You see, the fresh seaside air, giant seagulls, friendly people and amazing icecream sundaes is good for a while. Actually to be exact, it is good for five days in a week. The other two days are best spent back in chaotic London…dodging the crowds, cursing the tube and trading in the sound of seagulls for honking buses. This might all sound a little crazy…but then again, you have to be at least a little crazy to move to the other side of the world and exchange dollars for pounds; sunshine for grey.

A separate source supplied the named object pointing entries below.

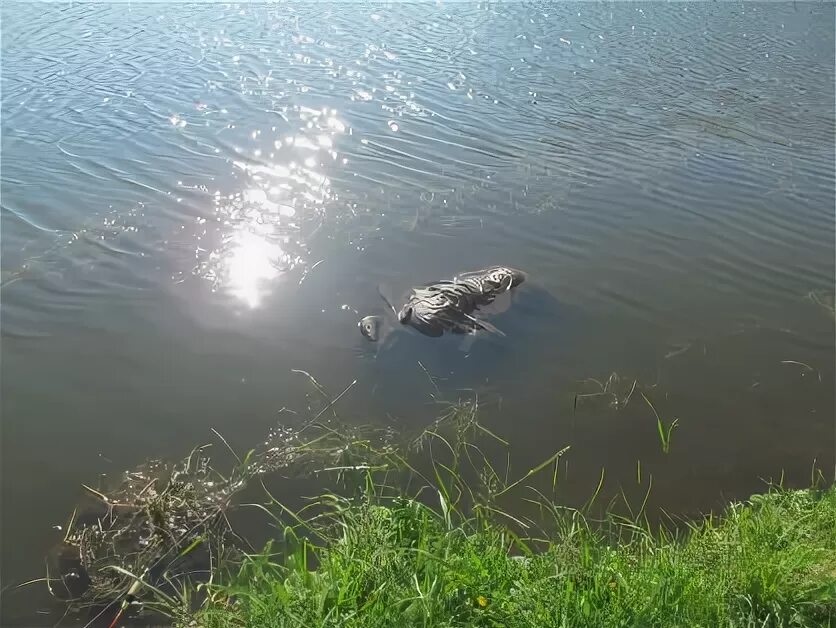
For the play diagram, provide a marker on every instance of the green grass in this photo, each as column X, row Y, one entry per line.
column 768, row 562
column 446, row 554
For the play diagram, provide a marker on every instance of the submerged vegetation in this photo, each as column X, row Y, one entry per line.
column 401, row 539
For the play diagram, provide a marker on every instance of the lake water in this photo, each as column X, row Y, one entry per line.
column 198, row 199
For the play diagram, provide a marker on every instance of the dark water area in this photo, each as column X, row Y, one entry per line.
column 198, row 199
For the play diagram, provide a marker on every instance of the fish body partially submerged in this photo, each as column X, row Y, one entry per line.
column 450, row 305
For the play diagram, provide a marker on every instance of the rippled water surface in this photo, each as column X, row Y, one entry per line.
column 197, row 199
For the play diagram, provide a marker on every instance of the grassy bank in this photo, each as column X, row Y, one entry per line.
column 446, row 555
column 768, row 562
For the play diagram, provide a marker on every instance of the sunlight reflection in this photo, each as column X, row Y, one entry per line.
column 252, row 262
column 263, row 229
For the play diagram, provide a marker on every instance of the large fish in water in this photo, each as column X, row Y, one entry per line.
column 449, row 305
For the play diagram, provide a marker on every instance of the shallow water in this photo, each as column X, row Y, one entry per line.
column 197, row 199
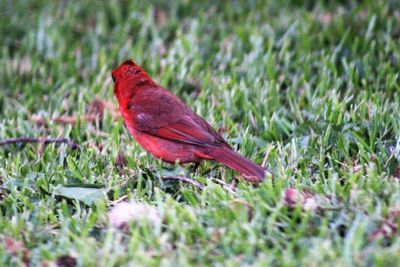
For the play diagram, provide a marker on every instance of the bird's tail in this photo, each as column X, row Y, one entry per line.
column 251, row 171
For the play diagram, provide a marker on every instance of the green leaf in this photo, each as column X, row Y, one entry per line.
column 85, row 193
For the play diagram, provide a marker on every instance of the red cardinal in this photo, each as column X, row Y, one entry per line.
column 167, row 128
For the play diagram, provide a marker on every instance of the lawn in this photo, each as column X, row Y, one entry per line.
column 308, row 89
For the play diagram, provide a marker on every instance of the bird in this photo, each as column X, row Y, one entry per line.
column 168, row 129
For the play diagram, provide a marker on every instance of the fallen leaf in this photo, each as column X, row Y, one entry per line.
column 125, row 212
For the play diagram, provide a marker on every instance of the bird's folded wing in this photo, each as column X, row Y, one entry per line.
column 184, row 130
column 165, row 116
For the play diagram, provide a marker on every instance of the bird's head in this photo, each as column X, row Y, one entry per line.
column 129, row 77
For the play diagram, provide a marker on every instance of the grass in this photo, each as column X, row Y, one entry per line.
column 310, row 89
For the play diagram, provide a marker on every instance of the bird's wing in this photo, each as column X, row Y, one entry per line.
column 161, row 114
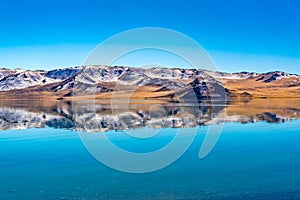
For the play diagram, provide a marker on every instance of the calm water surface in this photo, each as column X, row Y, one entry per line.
column 257, row 156
column 250, row 161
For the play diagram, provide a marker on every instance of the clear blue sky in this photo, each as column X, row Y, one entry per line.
column 239, row 35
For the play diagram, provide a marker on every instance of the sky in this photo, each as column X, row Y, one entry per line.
column 238, row 35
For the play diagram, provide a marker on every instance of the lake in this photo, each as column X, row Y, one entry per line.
column 47, row 150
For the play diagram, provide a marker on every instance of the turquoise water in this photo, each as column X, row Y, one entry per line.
column 250, row 161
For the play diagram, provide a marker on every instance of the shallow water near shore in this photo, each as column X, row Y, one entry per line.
column 256, row 160
column 256, row 156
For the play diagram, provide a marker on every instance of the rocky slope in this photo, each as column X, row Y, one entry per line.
column 106, row 82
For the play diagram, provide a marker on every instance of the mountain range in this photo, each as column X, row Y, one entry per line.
column 117, row 82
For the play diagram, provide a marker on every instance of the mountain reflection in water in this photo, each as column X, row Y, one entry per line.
column 102, row 116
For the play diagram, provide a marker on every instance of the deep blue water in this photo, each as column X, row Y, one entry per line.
column 250, row 161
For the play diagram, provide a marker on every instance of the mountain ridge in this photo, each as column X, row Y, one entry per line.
column 153, row 83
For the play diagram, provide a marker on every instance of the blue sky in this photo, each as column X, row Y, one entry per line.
column 239, row 35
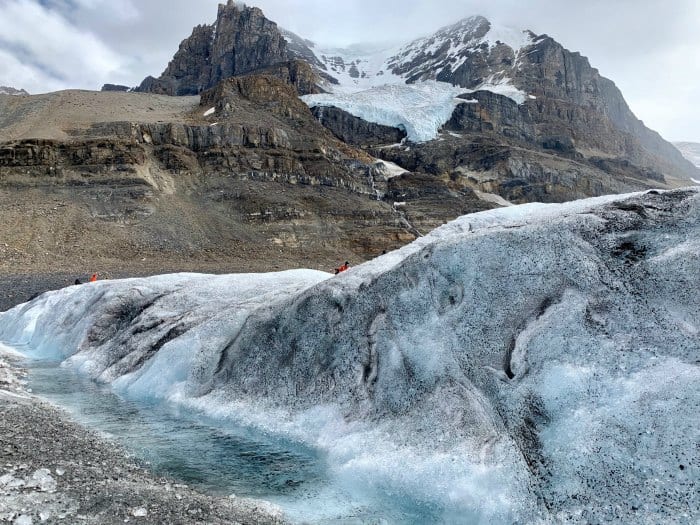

I have a love/hate relationship with this city. I think that everyone does. There is no doubt that it is a difficult place to live. There is a heaviness that comes with living in one of the biggest most exciting places on earth. The lack of sunshine certainly does not inspire you to get out of bed in the morning and if you find yourself on Oxford Street anytime between 12pm-6pm you actually begin to contemplate murder. But then just as you want to throw your hands up in the air and give up, the sun comes out for one beautiful second and people smile at you on the street and you realise why you are here. There is nothing quite like a walk along the beautiful (if not dirty) Thames in the sunshine, looking out at Big Ben, St Pauls Cathedral, and passing by Shakespeare’s Globe. Nor is there anything more delightful than strolling down the architecturally stunning Regent Street or watching the street performers and opera singers in Covent Garden with a SNOG in hand.
But most of all, it’s the people. A wise person once said to me that it’s not the city itself that matters but the friends that you have in it, and I can say with absolute confidence that I am surrounded by the most generous, loving friends anyone could ask for. And THAT is why I come back to London on the weekends.
Even BEFORE my train had departed Eastbourne I knew I was to have dinner on the table when I arrived home and a weekend of catchups with wonderful people.
Perhaps it was this thought that led to the feeling of joy I experienced when I disembarked at Victoria station, or as I sat on the stuffy tube playing solitaire on my iphone. When I stepped out and smelt the dirty air at Stockwell, I actually smiled and thought, ‘Hello London, I’m home.’
Even my favourite homeless black man was waiting for me! He often sits outside Stockwell station with very few teeth, a Jamaican doily hat and a huge smile on his face, strumming one chord on his guitar and sporadically composing songs. That man will sit there all day and all night…sometimes I’ve come home at 10pm or 11pm and he’s still there, strumming and smiling away yelling ‘God bless you’ to the people who put money in his hat (and let me tell you, there ALWAYS seems to be money in his hat…maybe that’s why he’s so happy?)